What’s the significance of having John H. Johnson Day on November 1?

Mr. Johnson always said November was his lucky month. He started Johnson Publishing Company and launched EBONY magazine on that date. When we started the observance, I said,” Lord, let it be on November 1.” And that’s the date legislators passed the bill.

How does having this sculpture in the city where Mr. Johnson was born feel?

He loved Arkansas. If you read his book Succeeding Against the Odds: The Autobiography of a Great American Businessman, every other chapter, if not every chapter, he mentions Arkansas. As a child, he had to live on a mountain for six weeks due to a flood. It was a time when he saw how people could come together and work for the common good. That experience taught him a lot. In his book, he talks about never leaving a room without having an actual sale or deal. His secret? To convince people why it’s in their best interest to help us. 

How long has the John H. Johnson Museum been open?

Mr Johnson returned home to Arkansas for the museum’s opening in 2004. Next year will be our 20th anniversary.
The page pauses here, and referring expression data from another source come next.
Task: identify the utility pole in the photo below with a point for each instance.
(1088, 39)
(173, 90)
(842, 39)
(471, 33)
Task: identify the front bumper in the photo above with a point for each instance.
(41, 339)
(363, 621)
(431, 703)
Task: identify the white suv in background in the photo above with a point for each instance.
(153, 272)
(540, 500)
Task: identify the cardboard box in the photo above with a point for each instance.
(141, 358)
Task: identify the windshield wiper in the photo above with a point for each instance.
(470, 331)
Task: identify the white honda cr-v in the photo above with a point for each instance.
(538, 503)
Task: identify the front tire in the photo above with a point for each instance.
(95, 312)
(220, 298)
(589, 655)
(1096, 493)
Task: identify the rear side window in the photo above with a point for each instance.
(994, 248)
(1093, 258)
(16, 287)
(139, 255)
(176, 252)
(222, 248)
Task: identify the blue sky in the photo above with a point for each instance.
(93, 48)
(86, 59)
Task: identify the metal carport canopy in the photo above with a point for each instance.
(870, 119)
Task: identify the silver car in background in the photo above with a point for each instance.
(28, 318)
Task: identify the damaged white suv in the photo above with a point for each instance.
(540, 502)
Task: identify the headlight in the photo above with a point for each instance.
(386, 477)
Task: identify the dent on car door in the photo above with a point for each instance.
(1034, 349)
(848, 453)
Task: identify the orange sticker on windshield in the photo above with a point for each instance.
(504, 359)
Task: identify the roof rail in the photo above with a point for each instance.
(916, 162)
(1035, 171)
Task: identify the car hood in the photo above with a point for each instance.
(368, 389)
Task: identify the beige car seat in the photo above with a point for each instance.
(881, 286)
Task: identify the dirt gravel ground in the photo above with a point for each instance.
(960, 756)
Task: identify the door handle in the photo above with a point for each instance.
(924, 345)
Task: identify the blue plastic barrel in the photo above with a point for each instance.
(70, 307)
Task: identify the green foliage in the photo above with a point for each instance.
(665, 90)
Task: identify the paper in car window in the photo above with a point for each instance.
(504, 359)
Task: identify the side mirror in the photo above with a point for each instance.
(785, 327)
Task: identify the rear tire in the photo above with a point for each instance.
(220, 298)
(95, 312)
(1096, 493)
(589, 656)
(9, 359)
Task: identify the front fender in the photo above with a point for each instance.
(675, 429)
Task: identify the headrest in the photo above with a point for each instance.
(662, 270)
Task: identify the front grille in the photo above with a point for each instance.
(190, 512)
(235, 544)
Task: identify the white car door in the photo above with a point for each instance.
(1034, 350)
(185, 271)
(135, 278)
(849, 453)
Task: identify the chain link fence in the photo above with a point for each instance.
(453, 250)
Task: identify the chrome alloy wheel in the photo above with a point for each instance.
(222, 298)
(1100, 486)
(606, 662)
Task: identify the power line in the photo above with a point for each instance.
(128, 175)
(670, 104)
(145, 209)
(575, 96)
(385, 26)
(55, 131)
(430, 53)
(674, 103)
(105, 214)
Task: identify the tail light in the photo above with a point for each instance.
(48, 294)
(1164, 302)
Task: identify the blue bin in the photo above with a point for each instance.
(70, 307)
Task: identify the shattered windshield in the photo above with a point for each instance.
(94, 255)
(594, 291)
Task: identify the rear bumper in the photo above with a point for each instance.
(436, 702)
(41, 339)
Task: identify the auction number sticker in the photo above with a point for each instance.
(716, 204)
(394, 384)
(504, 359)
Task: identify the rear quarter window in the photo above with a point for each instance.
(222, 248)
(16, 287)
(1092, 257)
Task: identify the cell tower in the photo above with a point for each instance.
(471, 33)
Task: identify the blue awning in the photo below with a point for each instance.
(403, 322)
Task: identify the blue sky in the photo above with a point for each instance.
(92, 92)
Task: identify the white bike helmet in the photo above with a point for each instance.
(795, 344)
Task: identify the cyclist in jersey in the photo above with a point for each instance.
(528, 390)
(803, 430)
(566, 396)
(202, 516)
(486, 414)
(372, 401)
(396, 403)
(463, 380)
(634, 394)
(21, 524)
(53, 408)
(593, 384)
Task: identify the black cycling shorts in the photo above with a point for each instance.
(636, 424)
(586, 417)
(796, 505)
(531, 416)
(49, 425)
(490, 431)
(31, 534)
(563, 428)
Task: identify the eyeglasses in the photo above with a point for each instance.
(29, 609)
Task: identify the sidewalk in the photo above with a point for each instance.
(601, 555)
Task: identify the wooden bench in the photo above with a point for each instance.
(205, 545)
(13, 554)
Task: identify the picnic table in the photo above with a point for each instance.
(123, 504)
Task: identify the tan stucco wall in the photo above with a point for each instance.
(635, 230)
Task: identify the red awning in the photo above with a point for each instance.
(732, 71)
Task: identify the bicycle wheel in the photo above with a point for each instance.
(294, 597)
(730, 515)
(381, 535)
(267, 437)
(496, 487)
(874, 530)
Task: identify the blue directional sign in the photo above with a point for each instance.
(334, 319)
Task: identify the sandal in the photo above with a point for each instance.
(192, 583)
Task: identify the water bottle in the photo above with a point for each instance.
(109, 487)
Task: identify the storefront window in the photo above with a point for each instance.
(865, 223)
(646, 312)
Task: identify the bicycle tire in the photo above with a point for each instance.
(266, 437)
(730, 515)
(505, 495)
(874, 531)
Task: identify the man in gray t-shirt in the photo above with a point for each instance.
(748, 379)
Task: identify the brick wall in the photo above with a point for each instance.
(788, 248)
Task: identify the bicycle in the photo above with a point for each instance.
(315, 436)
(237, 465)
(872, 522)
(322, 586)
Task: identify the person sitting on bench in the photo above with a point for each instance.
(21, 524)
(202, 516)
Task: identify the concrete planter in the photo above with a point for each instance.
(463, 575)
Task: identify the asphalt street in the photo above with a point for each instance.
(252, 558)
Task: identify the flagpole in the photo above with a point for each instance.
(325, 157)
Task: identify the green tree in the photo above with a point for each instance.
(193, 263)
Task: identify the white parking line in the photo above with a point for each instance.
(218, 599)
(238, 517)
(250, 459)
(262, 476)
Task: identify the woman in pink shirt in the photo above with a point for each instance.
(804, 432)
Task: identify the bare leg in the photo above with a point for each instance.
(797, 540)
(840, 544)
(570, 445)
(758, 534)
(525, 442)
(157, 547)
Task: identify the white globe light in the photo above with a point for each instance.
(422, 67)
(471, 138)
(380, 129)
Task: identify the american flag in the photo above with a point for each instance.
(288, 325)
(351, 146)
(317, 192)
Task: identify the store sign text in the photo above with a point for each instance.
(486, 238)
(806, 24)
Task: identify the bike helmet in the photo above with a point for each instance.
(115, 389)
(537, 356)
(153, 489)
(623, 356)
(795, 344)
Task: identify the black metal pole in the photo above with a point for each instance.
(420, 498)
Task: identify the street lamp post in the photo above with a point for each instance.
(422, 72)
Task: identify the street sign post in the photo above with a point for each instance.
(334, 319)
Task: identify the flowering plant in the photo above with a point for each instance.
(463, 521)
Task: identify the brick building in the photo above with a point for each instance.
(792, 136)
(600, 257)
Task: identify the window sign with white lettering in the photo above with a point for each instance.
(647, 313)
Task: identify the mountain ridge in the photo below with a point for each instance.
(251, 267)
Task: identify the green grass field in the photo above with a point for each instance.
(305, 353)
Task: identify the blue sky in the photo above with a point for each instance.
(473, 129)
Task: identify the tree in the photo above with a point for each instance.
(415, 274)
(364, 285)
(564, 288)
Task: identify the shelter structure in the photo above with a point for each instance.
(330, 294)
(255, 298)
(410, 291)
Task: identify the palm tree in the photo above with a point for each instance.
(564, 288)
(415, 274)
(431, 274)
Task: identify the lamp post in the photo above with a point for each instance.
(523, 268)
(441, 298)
Honoring and recognizing someone like Mr. Johnson, who made so many contributions not only to Black history but to American history, we’re excited to have people from all over the country come and be a part of our celebration, which is free to the public.

You’ve written a book about Mr. Johnson’s childhood.

Most people know about Mr. Johnson from his years in Chicago. If you Google him, most of the stories pick up when he was there in high school. The book is called Johnny Was His Name. That’s the name he used until high school when a teacher recommended that he drop the “ny.” He became “John H.” We follow 9-year-old Johnny, who lived on the Arkansas levee for six weeks during the Great Mississippi Flood of 1927. We want the book in schools across the U.S. so kids can learn about him. I’m also targeting people whose grandparents and great-grandparents may know about EBONY and Jet, that 20- and 30-year-old audience that may not know about Mr. Johnson. The book, the museum, John H. Johnson Day and the sculpture are all an extension of his legacy and the curation of his amazing life story.